TLDR:
A lock-up agreement is a contractual commitment by insiders—founders, executives, employees, pre-IPO investors—to refrain from selling their shares for a specified period following an IPO, typically 180 days. Lock-ups protect newly-public companies from immediate insider selling pressure that could destabilize trading prices and harm public investors. They are essentially universal in US IPOs and equivalent constraints exist in most major markets.
Standard Lock-Up Terms
Typical lock-up provisions include: 180-day restriction period from IPO pricing date, applicable to all officers, directors, employees with significant equity, and pre-IPO investors holding meaningful positions, with limited exceptions for: bona fide gifts, certain estate planning transfers, exercises of options that comply with company policies, and shares acquired in the IPO open market. The lock-up is administered by transfer agent restrictions, broker holds, and contractual covenants. Some recent IPOs have included “lock-up release triggers” allowing early release if specific stock price thresholds are sustained.
Lock-Up Variations
Modern variations include: staggered lock-ups (different release dates for different categories of insiders), price-based release triggers (Spotify, Slack used these), longer lock-ups for control persons (12-18 months for founders in some deals), and lock-up exceptions for charitable donations and certain trust transfers. Direct listings (Spotify 2018, Slack 2019, Roblox 2021) typically don’t include traditional lock-ups, allowing insider liquidity from day one—a feature some institutional investors prefer for cleaner price discovery.

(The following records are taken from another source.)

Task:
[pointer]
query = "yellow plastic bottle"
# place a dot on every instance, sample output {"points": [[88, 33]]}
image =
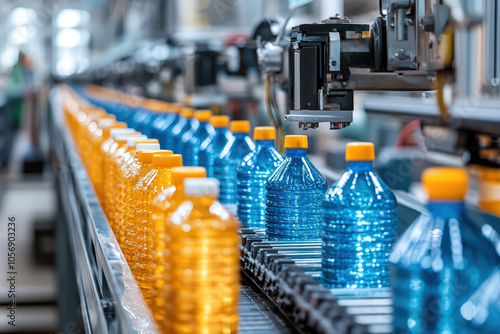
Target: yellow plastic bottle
{"points": [[120, 141], [202, 264], [162, 206], [132, 176], [146, 189]]}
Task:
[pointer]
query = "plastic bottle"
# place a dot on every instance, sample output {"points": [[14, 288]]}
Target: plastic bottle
{"points": [[226, 164], [440, 260], [294, 194], [359, 225], [213, 145], [201, 282], [192, 145], [146, 189], [253, 174], [132, 176], [183, 125], [161, 207], [164, 124]]}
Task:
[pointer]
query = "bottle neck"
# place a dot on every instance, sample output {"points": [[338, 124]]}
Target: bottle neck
{"points": [[360, 166], [264, 143], [446, 210], [295, 152]]}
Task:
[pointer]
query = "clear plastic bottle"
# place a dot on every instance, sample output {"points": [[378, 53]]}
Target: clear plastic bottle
{"points": [[359, 225], [440, 260], [164, 124], [202, 265], [213, 145], [253, 174], [192, 146], [294, 194], [161, 207], [154, 182], [132, 176], [226, 164], [183, 125]]}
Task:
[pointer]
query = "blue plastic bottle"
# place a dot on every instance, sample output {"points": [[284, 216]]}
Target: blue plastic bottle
{"points": [[359, 225], [162, 127], [253, 174], [227, 162], [294, 194], [204, 131], [213, 145], [440, 260], [183, 125]]}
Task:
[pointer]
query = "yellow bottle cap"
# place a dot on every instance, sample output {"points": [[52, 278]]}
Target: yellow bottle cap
{"points": [[203, 115], [264, 133], [240, 126], [296, 142], [219, 121], [181, 173], [167, 160], [146, 156], [156, 105], [360, 151], [445, 183], [187, 112]]}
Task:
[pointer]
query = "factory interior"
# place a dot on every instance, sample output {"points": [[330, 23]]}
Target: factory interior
{"points": [[249, 166]]}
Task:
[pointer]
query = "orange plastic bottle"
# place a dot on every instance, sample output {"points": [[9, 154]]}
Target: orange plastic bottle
{"points": [[161, 207], [202, 264], [132, 176], [148, 188]]}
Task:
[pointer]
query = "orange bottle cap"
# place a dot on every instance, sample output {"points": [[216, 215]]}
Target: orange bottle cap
{"points": [[181, 173], [293, 141], [264, 133], [203, 115], [167, 161], [360, 151], [240, 126], [219, 121], [445, 183], [146, 156], [187, 112]]}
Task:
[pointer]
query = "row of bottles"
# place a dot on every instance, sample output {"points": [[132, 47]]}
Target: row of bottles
{"points": [[437, 264], [180, 243]]}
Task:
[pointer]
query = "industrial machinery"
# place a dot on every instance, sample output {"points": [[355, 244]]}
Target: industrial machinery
{"points": [[414, 45]]}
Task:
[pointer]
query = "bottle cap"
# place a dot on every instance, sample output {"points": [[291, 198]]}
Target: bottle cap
{"points": [[157, 105], [167, 160], [359, 151], [187, 112], [147, 145], [264, 133], [201, 187], [445, 183], [131, 141], [219, 121], [181, 173], [146, 155], [240, 126], [296, 142], [114, 132], [203, 115]]}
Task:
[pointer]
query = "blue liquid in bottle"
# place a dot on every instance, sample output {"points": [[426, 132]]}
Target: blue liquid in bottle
{"points": [[440, 260], [359, 225], [294, 194], [253, 174], [192, 146], [162, 127], [183, 125], [213, 145], [226, 164]]}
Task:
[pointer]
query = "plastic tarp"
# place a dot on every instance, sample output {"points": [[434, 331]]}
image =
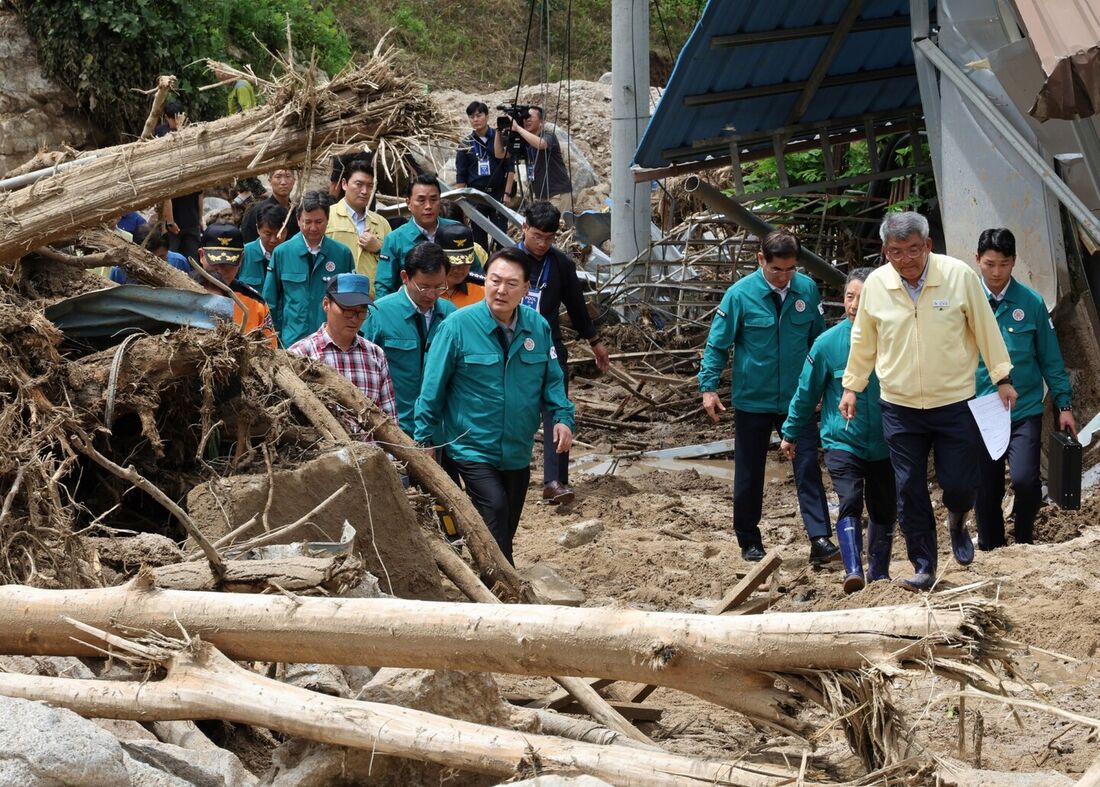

Practical and Strategic Considerations
Lock-up expiration is a closely-watched event: stock prices often decline modestly as insider selling becomes possible (the “lock-up expiry effect”). Sophisticated insiders typically have planned exits: 10b5-1 trading plans implemented before lock-up expiry, structured selling programs, and coordination with research analysts on disclosure timing. For founders and key employees, lock-up release represents a critical wealth-management moment—diversification of concentrated equity holdings is often initiated. Pre-IPO planning around lock-up release (estate planning, diversification strategies, tax positioning) is essential. Turkish IPOs under SPK rules typically have 1-2 year mandatory holding periods for founders/significant shareholders, often longer than US 180-day lock-ups.